Die Streichung der Förderung für Agrardiesel, so Domej, sei nicht nachvollziehbar, "zumal die Kleinlandwirte schon jetzt mit überdurchschnittlich hohen Belastungen zu kämpfen haben". Das Gleiche gelte auch für die Erhöhung der Sozialabgaben von zwei Prozent. "Viele Kleinlandwirte sind Nebenerwerbsbauern und somit einer Doppelbesteuerung unterworfen. Schon jetzt können sie sich mit der hohen Belastung kaum zurechtfinden. Sollte das Sparpaket wie geplant umgesetzt werden, würde dies ihre Einnahmen-Situation zusätzlich verschärfen. Die Folge wäre ein Strukturwandel zum enormen Schaden des ländlichen Raumes, den sich wohl niemand wird wünschen wollen", so der Kammerrat und Fraktionsvorsitzende der Südkärntner Bäuerinnen und Bauern/ Skupnost južnokoroških kmetic in kmetov (SJK).

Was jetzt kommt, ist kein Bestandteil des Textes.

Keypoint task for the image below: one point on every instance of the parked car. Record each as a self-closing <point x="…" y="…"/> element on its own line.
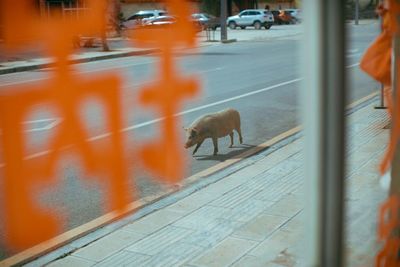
<point x="167" y="21"/>
<point x="295" y="13"/>
<point x="207" y="21"/>
<point x="251" y="17"/>
<point x="286" y="17"/>
<point x="277" y="18"/>
<point x="139" y="18"/>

Für billigen Treibstoff, gegen hohe Abgaben
Domej fordert die Bundesregierung in einer Aussendung auf, Alternativlösungen bezüglich der Agrardiesel-Förderung zu finden bzw. den Landwirten den Zugang zu den land- und forstwirtschaftlichen Flächen mit billigem Treibstoff zu ermöglichen. "Immerhin belasten sie mit ihren Traktoren und anderen Geräten nicht die Autobahnen und Bundesstrassen, sondern zu 80 Prozent ihre betrieblichen Grundstücksflächen", so Domej. Ebenso müsse die Erhöhung der Sozialabgaben für Kleinlandwirte zurückgenommen werden.